Justice then requires that any inequalities must benefit all citizens, and particularly must benefit those who will have the least. Equality sets the baseline; from there any inequalities must improve everyone’s situation, and especially the situation of the worst-off. These strong requirements of equality and reciprocal advantage are hallmarks of Rawls’s theory of justice.

Leif Wenar, 2017. Stanford Encyclopedia of Philosophy.

In what way is this different from negative utilitarianism? As far as I can see, both theories are just different ways of describing the same innate moral intuition: suffering is bad, no matter who is suffering. It is impossible to escape pain and suffering when one talks about morality. Based on what will Rawls’ ghostly committee choose the rules of the society they’re going to be born into, if not the fear of suffering and the desire of pleasure? Rawls’ thought experiment is beautiful because it forces us to adopt an impartial position, but utilitarian philosophers have also emphasized the importance of impartiality in the utilitarian calculus.

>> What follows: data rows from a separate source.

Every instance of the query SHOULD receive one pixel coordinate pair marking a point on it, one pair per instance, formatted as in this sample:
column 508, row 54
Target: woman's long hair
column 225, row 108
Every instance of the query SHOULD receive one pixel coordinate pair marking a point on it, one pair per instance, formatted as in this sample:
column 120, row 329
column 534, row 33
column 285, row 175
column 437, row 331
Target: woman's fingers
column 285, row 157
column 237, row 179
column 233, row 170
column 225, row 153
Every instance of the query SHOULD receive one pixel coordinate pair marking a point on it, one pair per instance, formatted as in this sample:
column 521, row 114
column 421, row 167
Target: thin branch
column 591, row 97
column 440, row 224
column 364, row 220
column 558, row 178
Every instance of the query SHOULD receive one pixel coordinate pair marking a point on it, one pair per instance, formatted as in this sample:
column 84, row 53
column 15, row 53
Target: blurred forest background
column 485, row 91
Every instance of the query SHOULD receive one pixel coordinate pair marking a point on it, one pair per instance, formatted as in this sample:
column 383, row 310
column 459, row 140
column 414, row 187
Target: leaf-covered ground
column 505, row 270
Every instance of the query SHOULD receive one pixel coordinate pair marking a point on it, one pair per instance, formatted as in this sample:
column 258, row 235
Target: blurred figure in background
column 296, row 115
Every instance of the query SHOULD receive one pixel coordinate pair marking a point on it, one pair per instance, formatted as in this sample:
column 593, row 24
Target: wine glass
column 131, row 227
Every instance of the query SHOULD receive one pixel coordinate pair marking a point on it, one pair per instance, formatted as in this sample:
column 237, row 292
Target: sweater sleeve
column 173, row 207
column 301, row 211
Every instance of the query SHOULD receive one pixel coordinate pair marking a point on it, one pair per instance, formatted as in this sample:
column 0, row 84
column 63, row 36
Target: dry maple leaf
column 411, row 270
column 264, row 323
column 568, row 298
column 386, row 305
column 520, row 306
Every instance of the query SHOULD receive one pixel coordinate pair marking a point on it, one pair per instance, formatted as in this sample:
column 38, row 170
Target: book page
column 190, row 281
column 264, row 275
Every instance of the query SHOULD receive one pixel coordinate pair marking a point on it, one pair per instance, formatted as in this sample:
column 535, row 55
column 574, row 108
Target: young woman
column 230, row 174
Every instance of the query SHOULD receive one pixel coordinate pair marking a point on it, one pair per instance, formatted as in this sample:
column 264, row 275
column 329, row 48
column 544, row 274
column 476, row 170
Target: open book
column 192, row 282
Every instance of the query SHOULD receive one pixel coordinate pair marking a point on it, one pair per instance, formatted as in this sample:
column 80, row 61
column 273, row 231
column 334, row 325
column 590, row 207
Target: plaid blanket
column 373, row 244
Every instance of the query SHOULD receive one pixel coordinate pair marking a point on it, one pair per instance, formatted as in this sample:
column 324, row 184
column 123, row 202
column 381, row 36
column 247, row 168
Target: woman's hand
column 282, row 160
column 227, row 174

So far we have only been considering the ‘Good on the Whole’ of a single individual: but just as this notion is constructed by comparison and integration of the different ‘goods’ that succeed one another in the series of our conscious states, so we have formed the notion of Universal Good by comparison and integration of the goods of all individual human — or sentient — existences. And here again, just as in the former case, by considering the relation of the integrant parts to the whole and to each other, I obtain the self-evident principle that the good of any one individual is of no more importance, from the point of view (if I may say so) of the Universe, than the good of any other;

Henry Sidgwick, 1874. The Methods of Ethics.

Conclusion

Classical utilitarianism may leave some open questions when it comes to fairness, but that doesn’t mean it tolerates unfairness. It only means it doesn’t draw a sharp boundary between fair enough and intolerably unfair, leaving this question open for different negative utilitarians to answer. The original position scenario is useful because it gives us a helpful heuristic for establishing where exactly is the maximum threshold of suffering that we should allow in a society, answering a question traditionally left open by negative utilitarians. If the goal of utilitarianism is to maximize happiness without letting any minority, no matter how small, suffer too much, then Rawls’ thought experiment is best viewed as a useful tool to achieve a utilitarian purpose, making Rawlsian ethics complementary, not contradictory to utilitarianism.